The problem was the handle adapter (5) and connector (6) were too far away from the cartridge. When i screwed the adapter into the cartridge (13) it pulled the stem up and turned the faucet on. Pushing the handle down would not turn off the faucet.

http://www.moen.com/consumersupport/installation/moen0106/moen0106.cfm#watch


----------



## service guy (Jun 26, 2008)

Instead of spending all that time monkeying around, I would just replace it and be done with it. It could be defective, replace it and move on.


----------



## CentralPlumbing (Jan 22, 2009)

Well yes, that is what i would normally do, but this lady choked on the price for a basic repair, there was no way she was going to replace it. It started out as a basic cartridge replacement. At the end i told her it was probably defective and she would need to replace it. What im asking is "has anybody dealt with this faucet before" and if so "have they had the same problem" I curious if it is a design problem, or a bad batch. It wouldn't be the first time!
She said when she bought it 3 years ago it was leaking right out of the box and they replaced it.


----------



## service guy (Jun 26, 2008)

I don't have any experience with that model, but it sounds like a design flaw from what you are describing.
It wouldn't be the first Moen faucet that had an internal design flaw. Most plumbers know those old kitchen faucets, (can't remember the model number) that had plastic parts that cracked and caused issues. Also the Monticello faucets that have the plastic stem inserts that crack apart all the time.


----------



## WestCoastPlumber (Jun 17, 2008)

7, 10 and 11 was all the way pushed into the barrel of the faucet? Nothing was reversed? there was not a gap between anything when u slid it all back toghether?

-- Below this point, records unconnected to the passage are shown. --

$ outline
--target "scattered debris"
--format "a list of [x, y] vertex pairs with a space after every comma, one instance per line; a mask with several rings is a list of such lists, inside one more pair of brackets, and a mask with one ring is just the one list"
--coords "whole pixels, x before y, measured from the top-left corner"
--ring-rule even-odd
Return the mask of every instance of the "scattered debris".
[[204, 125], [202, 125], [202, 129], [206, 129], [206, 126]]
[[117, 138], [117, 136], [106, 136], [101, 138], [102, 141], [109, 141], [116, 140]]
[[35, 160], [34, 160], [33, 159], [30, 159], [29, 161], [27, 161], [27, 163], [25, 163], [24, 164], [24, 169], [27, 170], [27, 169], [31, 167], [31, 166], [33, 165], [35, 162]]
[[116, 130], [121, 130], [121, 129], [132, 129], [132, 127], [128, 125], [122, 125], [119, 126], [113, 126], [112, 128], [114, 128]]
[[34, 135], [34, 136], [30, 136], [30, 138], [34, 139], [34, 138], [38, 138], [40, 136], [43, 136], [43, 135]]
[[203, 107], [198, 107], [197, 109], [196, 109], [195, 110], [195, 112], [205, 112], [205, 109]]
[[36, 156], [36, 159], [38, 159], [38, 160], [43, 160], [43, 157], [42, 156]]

What about 5 or 6, do they fit in any different directions?

I be the women took it apart and something switched around backwards or upside down.


----------



## CentralPlumbing (Jan 22, 2009)

Yes, (7), (10) and (11) were in there correctly and (5) and (6) only go in one way. I think maybe the body inside the shell of the faucet was pulled down or maybe moved around when the customer tried to take the handle off her self. I guess i will never know. It was dam waste of my time though.


----------



## para1 (Jun 17, 2008)

i WILL ONLY REPLACE CARTRIDGE ON MOEN TUB/ SHOWER FAUCET, MOEN LAV OR KITCHEN FAUCET-*REPLACE THE CRAP.*


----------



## gusty60 (Oct 21, 2008)

Those lavs have too many parts! Not like the good old Moens from 30 years ago.:thumbdown:


----------



## Cal (Jun 17, 2008)

Still a Moen fan but NOT the K/S faucets . I talk them in to old faithful Delta # 470 .

Cal


----------